You will see your green plants on your table as green (nearly)regardless of the light in your room; to accomplish this, your brain has to not simply measure the spectral distribution arriving from the plant, but has to compare it with the light source - in order to "compute" what fraction of the amount of light of each frequency is reflected by the object. This is obviously a very useful feature of our neural system, since it "measures" the property of the object and not of accidental external circumstances (illumination).

How is this accomplished?

Well, you have to compare the wavelengths arriving from the object with the average incoming light in your field of view. It would be more precise to compare it with the source, but the biologically evolved mechanism has to be quick and versatile; it would need too much intelligence and delay time to search for the source (or an object that is known to be white) every time you want to check a colour.

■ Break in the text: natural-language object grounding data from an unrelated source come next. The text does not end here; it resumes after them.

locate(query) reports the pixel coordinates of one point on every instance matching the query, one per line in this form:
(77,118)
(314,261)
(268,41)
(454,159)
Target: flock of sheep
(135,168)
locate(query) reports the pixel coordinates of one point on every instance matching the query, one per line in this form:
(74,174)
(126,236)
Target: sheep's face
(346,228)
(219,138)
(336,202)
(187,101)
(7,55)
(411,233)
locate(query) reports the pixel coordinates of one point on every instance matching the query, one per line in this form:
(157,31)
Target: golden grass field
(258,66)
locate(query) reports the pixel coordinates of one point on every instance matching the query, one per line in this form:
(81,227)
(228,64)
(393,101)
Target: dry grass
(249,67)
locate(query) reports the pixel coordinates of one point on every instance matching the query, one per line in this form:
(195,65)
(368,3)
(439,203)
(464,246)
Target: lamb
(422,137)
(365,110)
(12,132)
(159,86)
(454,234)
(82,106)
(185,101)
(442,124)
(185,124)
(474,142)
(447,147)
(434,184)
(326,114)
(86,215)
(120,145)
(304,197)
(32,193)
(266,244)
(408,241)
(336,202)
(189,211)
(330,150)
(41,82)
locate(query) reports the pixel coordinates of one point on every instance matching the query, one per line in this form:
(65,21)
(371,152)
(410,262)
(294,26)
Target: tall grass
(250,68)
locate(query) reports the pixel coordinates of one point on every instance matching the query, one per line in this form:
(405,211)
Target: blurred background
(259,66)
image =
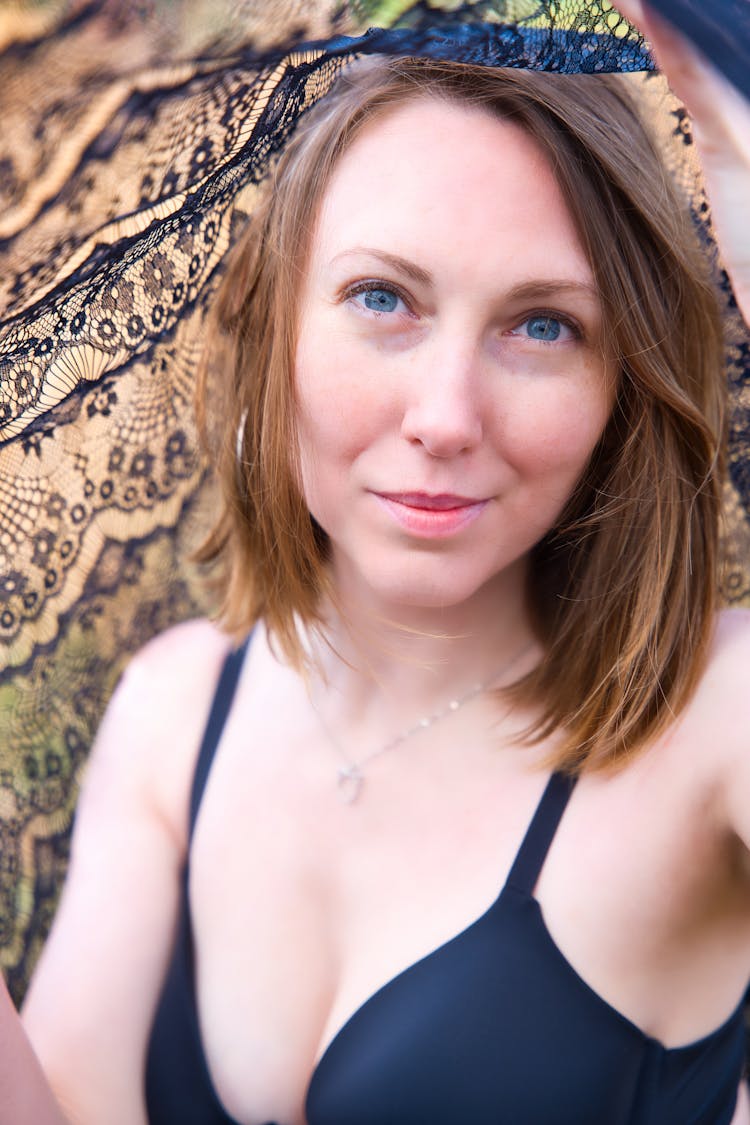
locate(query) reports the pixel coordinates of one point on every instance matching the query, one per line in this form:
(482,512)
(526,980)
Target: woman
(470,433)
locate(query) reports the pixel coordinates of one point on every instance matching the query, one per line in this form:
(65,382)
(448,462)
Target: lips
(431,515)
(442,502)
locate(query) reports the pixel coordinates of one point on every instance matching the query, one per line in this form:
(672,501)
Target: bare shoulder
(726,677)
(722,717)
(150,735)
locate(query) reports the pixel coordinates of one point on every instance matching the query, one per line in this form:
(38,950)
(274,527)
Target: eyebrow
(403,264)
(535,288)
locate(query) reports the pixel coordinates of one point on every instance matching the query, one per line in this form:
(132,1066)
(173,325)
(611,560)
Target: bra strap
(225,689)
(540,834)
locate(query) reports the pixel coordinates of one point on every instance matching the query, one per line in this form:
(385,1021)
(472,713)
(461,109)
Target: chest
(303,920)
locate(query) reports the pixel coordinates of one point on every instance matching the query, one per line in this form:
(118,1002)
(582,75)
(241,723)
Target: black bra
(494,1027)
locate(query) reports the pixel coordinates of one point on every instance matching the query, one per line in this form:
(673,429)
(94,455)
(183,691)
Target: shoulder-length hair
(622,591)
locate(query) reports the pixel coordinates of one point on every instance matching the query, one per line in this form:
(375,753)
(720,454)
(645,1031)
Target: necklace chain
(350,776)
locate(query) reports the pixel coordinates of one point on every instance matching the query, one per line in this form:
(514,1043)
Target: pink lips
(431,515)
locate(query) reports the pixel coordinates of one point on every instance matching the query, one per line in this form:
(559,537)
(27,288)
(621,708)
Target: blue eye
(544,327)
(379,300)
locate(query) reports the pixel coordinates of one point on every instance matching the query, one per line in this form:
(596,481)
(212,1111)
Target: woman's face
(450,379)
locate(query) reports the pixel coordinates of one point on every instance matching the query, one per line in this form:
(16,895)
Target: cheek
(553,434)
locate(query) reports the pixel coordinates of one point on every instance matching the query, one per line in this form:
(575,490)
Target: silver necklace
(350,776)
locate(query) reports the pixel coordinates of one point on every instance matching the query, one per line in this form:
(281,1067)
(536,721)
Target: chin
(437,587)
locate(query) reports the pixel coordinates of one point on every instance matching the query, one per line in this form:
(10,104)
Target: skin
(663,941)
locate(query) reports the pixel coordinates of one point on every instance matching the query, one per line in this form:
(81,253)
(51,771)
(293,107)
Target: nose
(443,413)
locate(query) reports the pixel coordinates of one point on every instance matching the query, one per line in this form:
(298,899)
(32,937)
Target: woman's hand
(721,126)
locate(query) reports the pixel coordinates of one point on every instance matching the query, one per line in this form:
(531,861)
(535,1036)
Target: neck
(414,658)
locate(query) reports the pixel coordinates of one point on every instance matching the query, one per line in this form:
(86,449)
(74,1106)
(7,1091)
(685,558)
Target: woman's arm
(90,1007)
(721,126)
(25,1095)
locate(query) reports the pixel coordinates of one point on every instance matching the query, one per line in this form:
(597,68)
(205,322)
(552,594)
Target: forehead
(435,179)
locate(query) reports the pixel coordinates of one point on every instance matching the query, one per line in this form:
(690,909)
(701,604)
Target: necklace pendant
(350,782)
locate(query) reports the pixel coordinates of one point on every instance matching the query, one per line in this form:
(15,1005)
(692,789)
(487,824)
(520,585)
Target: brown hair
(623,590)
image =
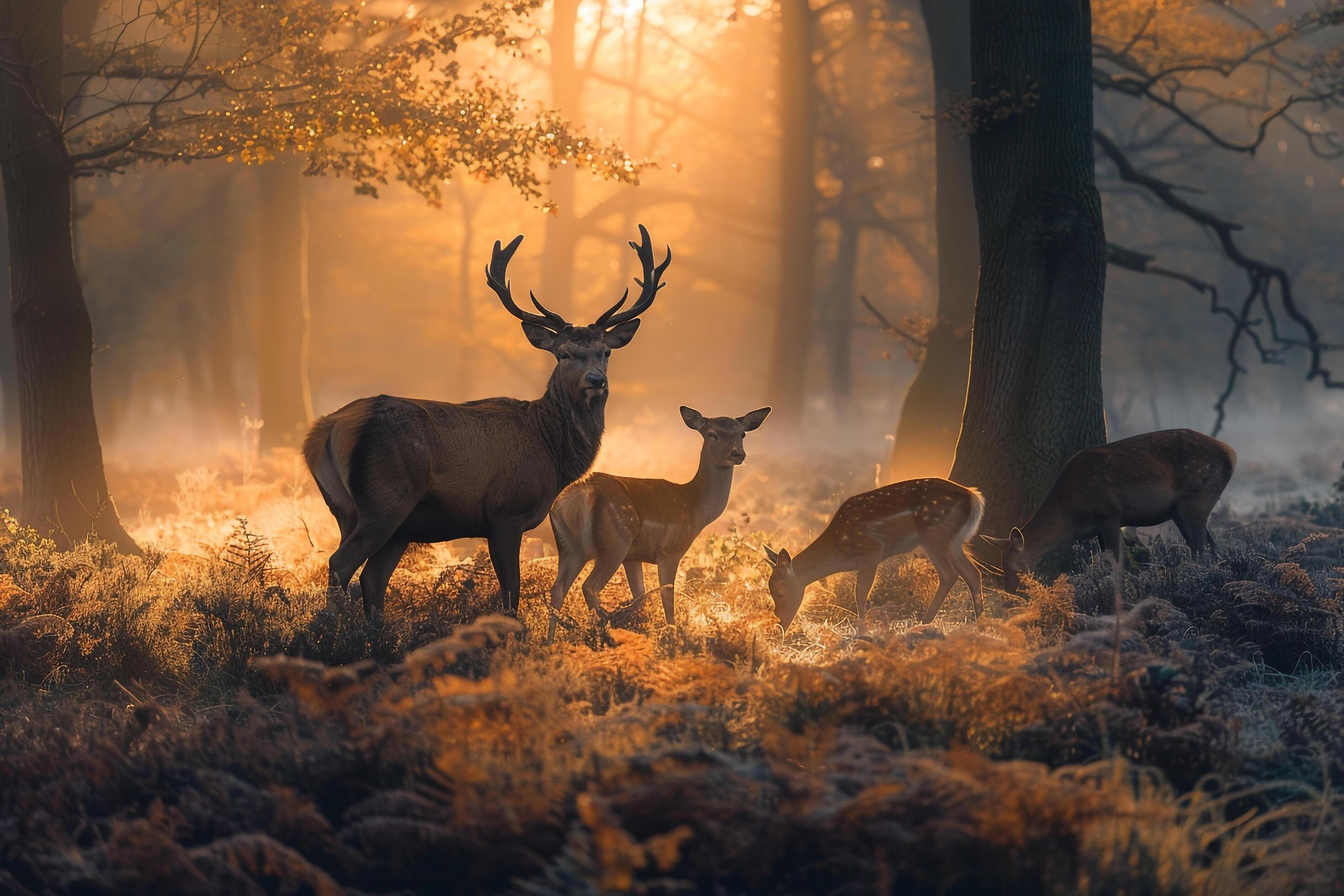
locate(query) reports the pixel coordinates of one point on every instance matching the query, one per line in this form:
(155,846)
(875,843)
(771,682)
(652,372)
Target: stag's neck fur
(709,492)
(571,430)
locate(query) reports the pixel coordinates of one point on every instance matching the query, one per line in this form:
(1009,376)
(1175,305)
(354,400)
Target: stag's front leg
(506,546)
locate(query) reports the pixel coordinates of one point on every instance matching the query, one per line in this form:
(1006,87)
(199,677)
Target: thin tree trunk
(467,314)
(283,316)
(65,491)
(221,314)
(797,215)
(930,416)
(1034,395)
(840,312)
(562,226)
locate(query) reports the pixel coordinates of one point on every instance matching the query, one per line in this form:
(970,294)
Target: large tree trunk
(1034,395)
(65,491)
(562,228)
(930,416)
(840,314)
(283,316)
(797,215)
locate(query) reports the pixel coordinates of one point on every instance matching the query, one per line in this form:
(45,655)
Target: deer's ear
(621,335)
(754,420)
(693,418)
(539,336)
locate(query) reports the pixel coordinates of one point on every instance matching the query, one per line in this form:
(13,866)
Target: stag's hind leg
(370,534)
(506,543)
(378,573)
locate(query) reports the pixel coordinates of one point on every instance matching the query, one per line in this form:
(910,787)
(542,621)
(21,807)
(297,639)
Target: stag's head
(787,587)
(724,434)
(581,352)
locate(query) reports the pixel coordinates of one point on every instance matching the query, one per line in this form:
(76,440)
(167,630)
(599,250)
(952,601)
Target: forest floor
(190,722)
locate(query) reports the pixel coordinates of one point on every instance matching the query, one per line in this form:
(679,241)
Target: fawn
(1144,480)
(617,520)
(937,515)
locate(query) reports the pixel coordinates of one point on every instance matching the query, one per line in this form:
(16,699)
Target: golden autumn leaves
(359,97)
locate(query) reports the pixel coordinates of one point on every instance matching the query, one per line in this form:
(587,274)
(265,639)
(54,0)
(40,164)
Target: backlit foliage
(358,96)
(194,722)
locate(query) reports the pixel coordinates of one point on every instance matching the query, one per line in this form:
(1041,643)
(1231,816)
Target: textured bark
(562,228)
(65,491)
(840,314)
(930,416)
(1034,395)
(283,316)
(797,215)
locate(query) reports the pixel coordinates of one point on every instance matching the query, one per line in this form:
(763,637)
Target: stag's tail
(322,464)
(977,513)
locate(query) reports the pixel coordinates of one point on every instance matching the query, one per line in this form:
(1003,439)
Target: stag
(1144,480)
(616,520)
(937,515)
(395,470)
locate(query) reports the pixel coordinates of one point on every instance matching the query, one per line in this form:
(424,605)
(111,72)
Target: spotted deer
(1144,480)
(395,470)
(616,520)
(934,515)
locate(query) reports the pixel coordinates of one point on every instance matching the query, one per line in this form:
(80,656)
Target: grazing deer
(395,470)
(1144,480)
(615,520)
(937,515)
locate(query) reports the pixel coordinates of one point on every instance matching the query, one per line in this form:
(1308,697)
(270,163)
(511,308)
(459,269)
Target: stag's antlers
(650,287)
(495,278)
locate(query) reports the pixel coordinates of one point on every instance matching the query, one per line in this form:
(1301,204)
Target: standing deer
(616,520)
(937,515)
(395,470)
(1144,480)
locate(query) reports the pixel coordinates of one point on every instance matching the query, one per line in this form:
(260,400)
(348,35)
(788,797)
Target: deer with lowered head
(395,470)
(1144,480)
(934,515)
(616,520)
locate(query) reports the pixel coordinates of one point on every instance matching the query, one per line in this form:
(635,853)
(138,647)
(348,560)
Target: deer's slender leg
(571,563)
(947,578)
(506,544)
(863,586)
(667,586)
(971,576)
(378,571)
(1110,540)
(635,578)
(604,567)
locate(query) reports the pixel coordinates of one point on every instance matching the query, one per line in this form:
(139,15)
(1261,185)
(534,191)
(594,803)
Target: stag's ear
(693,418)
(754,420)
(621,335)
(539,336)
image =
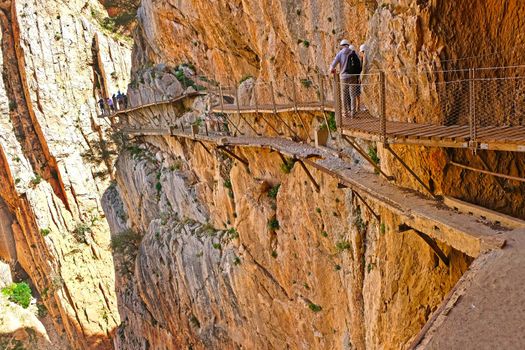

Of course this is not done rationally, it's much simpler. Colours are "defined" (by the brain) to be in pairs of complementary colours, which "cancel out" giving... white! White can be a mixture of red and green, or blue and yellow, etc. When light falls on some part of your retina, the sensation of a colour is produced there - and at once the complementary colour is sent to the rest of the picture, and superpones with the real colour there! Obviously, if some frequency should be missing in the illuminating light, this is compensated by this mechanism if the objects are sufficiently randomly coloured (white on average :)). If the light is white, then all these imaginary colours cancel out, and don't have any effect.

This is why biology invented the colour white, though it does not correspond to any frequency. A very important mechanism - think about it, of how little use it would be to detect the incoming frequencies, without taking into account how they depend on the illumination. This allows you to get the sensation of a green plant even if there are no green wavelengths at all in the light present; the green is produced by the surplus of red in the light from all the other objects.

This is why the very concept of white is only useful in this context of human colour-perception. The spectra can be wildly different. Its definition is: white is what you see to be white. This may vary slightly between individuals.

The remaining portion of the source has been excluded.